Jika ada program pemerintah yang bagus tentu harus didorong dengan cara apapun lepas dari suka dan tidak suka pada pemerintah. Lepas juga apakah ia dulu mendukung atau tidak mendukung presiden terpilih. Jika diamati dari pembicaraan sehari-hari atau yang dishare media sosial, banyak  individu yang belum bisa melepaskan perasan suka dan  tidak suka itu. Mereka yang mendukung Jokowi masih mendukung secara berlebihan, yang benci tidak jauh berbeda.
Demikian juga jika pemerintah melenceng tentu harus dikritik dan diawasi dengan seksama. Pemerintah atau kelompok pendukung Jokowi tidak usah gerah, bahwa kelompok itu dituduh hanya mengekspresikan kebencian. Sudah saatnya prasangka itu diubah dengan pemikiran jernih bahwa kritikan itu penting karena betapa sayang dan adanya harapan yang besar pada perubahan bangsa ini di masa datang. Kritikan tidak semata-mata dipandang sebagai sebuah rongrongan. Tentu saja, masing-masing orang mempunyai cara sendiri-sendiri dalam melakukan kritik. Kritik mempunyai dunianya sendiri.
Seorang guru tentu saja mengkritik dalam mengajar dengan memberikan pemahaman kepada siswanya. Guru jelas  tidak bisa  disamakan dengan mahasiswa yang suka demonstrasi di jalanan.
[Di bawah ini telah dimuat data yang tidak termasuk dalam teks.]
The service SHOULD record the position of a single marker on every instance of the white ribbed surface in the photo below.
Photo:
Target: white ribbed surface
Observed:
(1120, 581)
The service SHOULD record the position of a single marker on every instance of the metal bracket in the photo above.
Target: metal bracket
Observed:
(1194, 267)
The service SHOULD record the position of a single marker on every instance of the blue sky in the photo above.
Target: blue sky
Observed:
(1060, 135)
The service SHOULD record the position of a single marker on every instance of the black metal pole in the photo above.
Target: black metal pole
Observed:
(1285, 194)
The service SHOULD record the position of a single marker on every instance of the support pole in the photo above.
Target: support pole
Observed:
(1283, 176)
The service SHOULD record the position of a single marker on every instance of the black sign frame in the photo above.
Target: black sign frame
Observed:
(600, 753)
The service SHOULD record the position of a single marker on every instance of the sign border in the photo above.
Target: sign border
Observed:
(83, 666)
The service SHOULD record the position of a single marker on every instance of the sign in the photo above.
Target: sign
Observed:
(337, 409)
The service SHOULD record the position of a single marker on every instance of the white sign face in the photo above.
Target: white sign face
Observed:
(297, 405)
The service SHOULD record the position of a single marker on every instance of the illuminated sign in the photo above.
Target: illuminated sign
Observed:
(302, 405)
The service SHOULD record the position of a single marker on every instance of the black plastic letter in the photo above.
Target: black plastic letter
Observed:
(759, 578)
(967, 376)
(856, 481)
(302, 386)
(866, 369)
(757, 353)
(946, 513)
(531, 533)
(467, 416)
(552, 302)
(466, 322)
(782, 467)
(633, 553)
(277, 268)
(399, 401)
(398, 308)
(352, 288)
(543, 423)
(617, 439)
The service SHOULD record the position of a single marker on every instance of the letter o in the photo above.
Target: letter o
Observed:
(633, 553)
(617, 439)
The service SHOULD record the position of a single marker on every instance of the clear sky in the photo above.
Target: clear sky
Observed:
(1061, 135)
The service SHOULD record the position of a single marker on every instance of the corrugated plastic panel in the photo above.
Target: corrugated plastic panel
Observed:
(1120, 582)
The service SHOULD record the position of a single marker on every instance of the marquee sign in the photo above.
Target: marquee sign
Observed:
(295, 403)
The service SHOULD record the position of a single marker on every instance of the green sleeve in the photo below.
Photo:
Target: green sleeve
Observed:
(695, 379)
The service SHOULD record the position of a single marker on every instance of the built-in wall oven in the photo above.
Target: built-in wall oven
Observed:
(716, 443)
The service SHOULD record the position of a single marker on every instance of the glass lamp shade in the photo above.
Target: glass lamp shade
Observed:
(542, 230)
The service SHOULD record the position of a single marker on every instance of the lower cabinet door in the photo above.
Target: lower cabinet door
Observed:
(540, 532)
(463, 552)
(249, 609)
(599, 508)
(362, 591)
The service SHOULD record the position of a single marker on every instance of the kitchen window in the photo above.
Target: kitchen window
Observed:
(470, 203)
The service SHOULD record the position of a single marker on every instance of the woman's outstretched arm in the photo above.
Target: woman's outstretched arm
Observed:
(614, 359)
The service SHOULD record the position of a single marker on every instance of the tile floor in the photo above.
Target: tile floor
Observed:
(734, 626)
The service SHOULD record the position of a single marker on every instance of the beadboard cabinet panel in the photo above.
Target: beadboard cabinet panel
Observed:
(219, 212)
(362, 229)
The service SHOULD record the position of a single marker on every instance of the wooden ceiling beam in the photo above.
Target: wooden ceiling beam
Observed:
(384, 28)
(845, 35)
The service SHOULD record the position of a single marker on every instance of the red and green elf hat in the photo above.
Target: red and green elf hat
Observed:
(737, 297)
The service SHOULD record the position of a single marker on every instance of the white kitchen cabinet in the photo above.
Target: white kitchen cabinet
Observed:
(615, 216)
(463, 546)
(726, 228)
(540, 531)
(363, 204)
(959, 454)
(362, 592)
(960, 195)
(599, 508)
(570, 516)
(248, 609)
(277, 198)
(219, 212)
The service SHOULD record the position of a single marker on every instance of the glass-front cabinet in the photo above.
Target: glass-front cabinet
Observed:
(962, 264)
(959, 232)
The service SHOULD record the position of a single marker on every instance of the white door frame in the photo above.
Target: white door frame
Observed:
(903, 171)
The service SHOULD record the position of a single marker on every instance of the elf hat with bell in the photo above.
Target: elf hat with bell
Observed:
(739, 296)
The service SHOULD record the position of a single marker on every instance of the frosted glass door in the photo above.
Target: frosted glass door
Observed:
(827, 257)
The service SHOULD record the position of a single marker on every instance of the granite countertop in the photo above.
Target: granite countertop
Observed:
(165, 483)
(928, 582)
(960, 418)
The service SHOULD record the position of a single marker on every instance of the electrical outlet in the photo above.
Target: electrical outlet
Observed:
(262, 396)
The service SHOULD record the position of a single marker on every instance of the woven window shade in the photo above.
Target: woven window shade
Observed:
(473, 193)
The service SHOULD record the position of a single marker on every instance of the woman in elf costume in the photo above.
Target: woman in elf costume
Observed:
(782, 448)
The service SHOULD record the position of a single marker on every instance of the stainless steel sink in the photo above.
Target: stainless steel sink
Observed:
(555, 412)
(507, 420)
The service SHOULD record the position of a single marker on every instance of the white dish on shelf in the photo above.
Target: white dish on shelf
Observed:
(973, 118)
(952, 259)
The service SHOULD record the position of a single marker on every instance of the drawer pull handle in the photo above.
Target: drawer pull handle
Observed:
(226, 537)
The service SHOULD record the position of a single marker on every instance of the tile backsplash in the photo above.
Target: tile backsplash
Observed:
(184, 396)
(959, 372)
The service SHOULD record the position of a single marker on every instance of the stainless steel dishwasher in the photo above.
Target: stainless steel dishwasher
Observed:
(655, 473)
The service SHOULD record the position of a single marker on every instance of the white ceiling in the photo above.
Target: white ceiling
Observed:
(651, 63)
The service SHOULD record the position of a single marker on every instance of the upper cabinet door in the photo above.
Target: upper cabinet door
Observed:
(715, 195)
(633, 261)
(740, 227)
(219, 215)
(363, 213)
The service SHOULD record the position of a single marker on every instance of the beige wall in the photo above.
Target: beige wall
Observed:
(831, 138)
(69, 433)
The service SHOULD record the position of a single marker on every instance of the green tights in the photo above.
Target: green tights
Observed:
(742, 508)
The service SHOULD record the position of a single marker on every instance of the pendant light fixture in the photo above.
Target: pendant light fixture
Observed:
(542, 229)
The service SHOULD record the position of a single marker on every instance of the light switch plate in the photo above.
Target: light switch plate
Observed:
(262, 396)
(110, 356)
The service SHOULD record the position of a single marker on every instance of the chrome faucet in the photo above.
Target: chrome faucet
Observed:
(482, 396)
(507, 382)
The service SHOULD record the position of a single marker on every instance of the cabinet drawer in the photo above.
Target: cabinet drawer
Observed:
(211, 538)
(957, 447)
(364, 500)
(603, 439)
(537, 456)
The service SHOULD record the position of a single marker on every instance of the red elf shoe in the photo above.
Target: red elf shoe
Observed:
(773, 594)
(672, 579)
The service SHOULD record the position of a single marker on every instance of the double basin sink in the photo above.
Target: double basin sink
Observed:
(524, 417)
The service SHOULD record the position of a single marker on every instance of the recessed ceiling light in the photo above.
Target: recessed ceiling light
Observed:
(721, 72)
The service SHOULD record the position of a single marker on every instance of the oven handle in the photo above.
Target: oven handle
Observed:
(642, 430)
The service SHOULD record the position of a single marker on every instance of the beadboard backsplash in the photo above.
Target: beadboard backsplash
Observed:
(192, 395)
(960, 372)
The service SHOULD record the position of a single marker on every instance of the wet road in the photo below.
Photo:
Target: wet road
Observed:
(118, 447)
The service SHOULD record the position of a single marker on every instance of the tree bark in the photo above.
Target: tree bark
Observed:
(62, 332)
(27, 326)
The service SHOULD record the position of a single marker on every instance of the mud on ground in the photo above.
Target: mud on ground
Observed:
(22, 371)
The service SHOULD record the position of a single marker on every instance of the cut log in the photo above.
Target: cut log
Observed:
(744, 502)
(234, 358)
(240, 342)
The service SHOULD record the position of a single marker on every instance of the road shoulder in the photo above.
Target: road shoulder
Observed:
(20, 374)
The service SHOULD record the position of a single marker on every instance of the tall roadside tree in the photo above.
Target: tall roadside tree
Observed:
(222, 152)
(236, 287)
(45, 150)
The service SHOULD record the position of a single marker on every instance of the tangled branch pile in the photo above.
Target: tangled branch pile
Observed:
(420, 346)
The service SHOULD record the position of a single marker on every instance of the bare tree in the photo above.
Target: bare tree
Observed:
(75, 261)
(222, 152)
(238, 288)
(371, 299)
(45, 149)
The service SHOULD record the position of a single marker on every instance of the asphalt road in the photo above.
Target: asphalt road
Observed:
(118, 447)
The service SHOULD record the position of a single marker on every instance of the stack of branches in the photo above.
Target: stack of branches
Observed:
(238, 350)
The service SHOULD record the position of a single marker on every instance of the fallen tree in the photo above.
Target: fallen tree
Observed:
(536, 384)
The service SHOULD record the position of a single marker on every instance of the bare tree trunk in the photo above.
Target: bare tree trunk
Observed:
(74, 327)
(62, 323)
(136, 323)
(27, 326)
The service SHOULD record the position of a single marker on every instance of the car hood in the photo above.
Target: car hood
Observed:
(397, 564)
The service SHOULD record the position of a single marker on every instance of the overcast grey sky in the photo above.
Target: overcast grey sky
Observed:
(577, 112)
Sementara itu yang bermedia sosial biarlah lewat media tersebut. Intinya adalah masing-masing orang mempunyai tugas masing-masing dan tidak bisa dipukul rata.
Inilah beberapa persoalan penting mendasar ke depan bagi bangsa yang bernama Indonesia. Bangsa Indonesia yang dalam kurun waktu lama menjadi bangsa yang sedang menunggu perubahan.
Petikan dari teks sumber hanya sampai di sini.